Wanita itu, yang sentuhannya lebih hangat dari mentari pagi. Memecah dingin bersamaan dengan kumandang adzan subuh. Disentuhnya pundakku halus, menggugahku penuh sabar, untuk menghadap Allah.
Wanita itu, yang bahunya mampu menopang seisi dunia, mengerjakan segala urusan rumah. Merapikan kamarku, membenarkan posisi koleksi bukuku, menggantung baju yang berserakan.
Wanita itu, yang batinnya lebih kuat dari sambaran guntur, meski terkena sakit, meski terkena demam. Namun cahayanya selalu setia memancar. Membuat seisi rumah, selalu dalam keadaan sakinah.
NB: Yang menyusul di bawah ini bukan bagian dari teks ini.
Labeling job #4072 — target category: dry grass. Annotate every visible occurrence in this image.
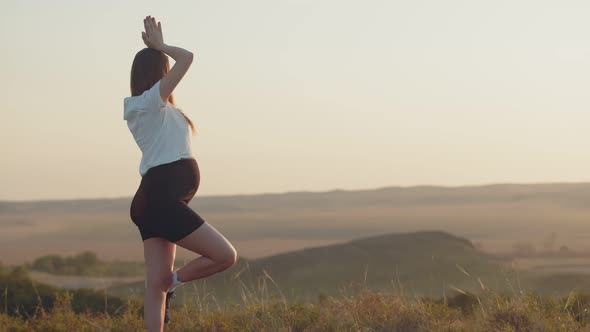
[5,274,590,332]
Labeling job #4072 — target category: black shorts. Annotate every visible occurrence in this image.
[129,158,205,242]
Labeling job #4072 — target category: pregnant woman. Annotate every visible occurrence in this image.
[123,16,237,331]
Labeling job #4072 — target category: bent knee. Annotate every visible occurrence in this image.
[146,272,172,292]
[216,247,238,269]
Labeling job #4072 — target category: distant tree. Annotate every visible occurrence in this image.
[559,245,573,254]
[543,232,557,251]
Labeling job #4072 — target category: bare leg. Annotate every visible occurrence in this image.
[143,237,176,332]
[175,222,237,282]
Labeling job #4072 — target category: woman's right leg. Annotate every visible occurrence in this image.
[175,222,237,282]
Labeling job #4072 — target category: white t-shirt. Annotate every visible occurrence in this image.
[123,81,195,177]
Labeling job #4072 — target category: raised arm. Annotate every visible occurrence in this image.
[141,16,193,103]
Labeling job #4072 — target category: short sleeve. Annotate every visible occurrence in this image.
[123,81,166,120]
[144,81,166,110]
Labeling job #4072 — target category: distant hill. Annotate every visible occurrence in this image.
[109,231,511,301]
[0,183,590,264]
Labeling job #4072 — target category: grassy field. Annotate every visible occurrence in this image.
[0,285,590,332]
Wanita itu, yang suaranya mampu menyulam hati penuh kehangatan. Tak pernah absen memberi nasihat. Nasihat ibadah, kuliah, dan perempuan.
Wanita itu, yang memiliki kasih sayang lebih lebar dari sayapnya, selalu terjaga sepanjang malam ketika aku sakit. Tanpa mengeluh meski harus mondar-mandir ke dapur hanya untuk membawakan air putih. Tetap tersenyum ikhlas dengan tatapannya yang sebening embun.
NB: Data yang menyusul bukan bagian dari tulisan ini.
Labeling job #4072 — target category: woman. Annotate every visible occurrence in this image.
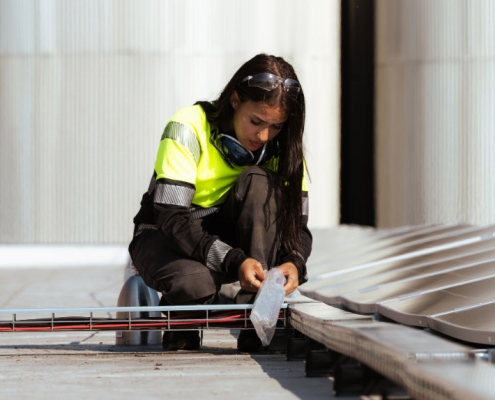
[129,54,312,351]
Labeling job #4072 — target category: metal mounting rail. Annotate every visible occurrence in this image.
[0,303,288,332]
[289,303,495,400]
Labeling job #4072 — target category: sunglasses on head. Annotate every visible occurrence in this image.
[211,132,269,168]
[241,72,301,96]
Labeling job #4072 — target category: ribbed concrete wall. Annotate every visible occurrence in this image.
[0,0,340,243]
[376,0,495,227]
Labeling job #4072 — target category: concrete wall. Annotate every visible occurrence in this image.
[375,0,495,227]
[0,0,340,243]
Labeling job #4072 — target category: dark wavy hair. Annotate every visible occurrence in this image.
[200,54,306,251]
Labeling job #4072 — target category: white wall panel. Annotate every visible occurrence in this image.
[376,0,495,227]
[0,0,340,243]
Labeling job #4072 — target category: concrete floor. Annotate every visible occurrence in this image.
[0,265,365,400]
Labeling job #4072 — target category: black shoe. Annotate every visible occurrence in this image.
[237,329,263,353]
[162,331,200,350]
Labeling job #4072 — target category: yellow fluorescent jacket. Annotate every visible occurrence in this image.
[155,105,308,208]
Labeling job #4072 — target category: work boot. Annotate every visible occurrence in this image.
[237,329,263,353]
[162,331,200,350]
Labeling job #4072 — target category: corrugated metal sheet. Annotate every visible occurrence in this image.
[0,0,340,243]
[376,0,495,227]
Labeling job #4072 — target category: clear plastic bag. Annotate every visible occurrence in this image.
[250,268,285,346]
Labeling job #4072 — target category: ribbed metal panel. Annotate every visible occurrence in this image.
[0,0,339,243]
[376,0,495,227]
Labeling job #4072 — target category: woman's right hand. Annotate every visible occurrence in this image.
[237,258,265,292]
Wanita itu, yang paling khawatir ketika jam pada dinding ruang tamu telah menunjukkan pukul sepuluh dan aku dengan tanpa kabar entah kemana. Tetap tersenyum, menungguku di ruang tamu.
Wanita itu, yang mampu membawakan angin penuh kerinduan. Membuat jarak tak lagi berarti, meski jarak memisahkanku dengannya. Pun tak pernah luput menghubungiku, ketika langit penuh bintang yang menghempaskan cahayanya, ketika bulan melepas rindu kepada bumi. Bercerita sepanjang malam suntuk, penuh warna dan tawa. Meski setelah itu, terkadang isak tangis menghiasi ingatanku padanya.
Wanita itu, yang selalu kudo'akan dalam tangis sepertiga malam, dirinya aku sisipkan dalam tahajud. Agar panjang umurnya, agar diterima ibadahnya, agar Allah mengampuni dosanya, sebagaimana ia mendidikku dan memaklumi kenakalanku sewaktu kecil.
Dan…
Wanita itu, yang telapak kakinya lebih berharga dari dunia dan seisinya.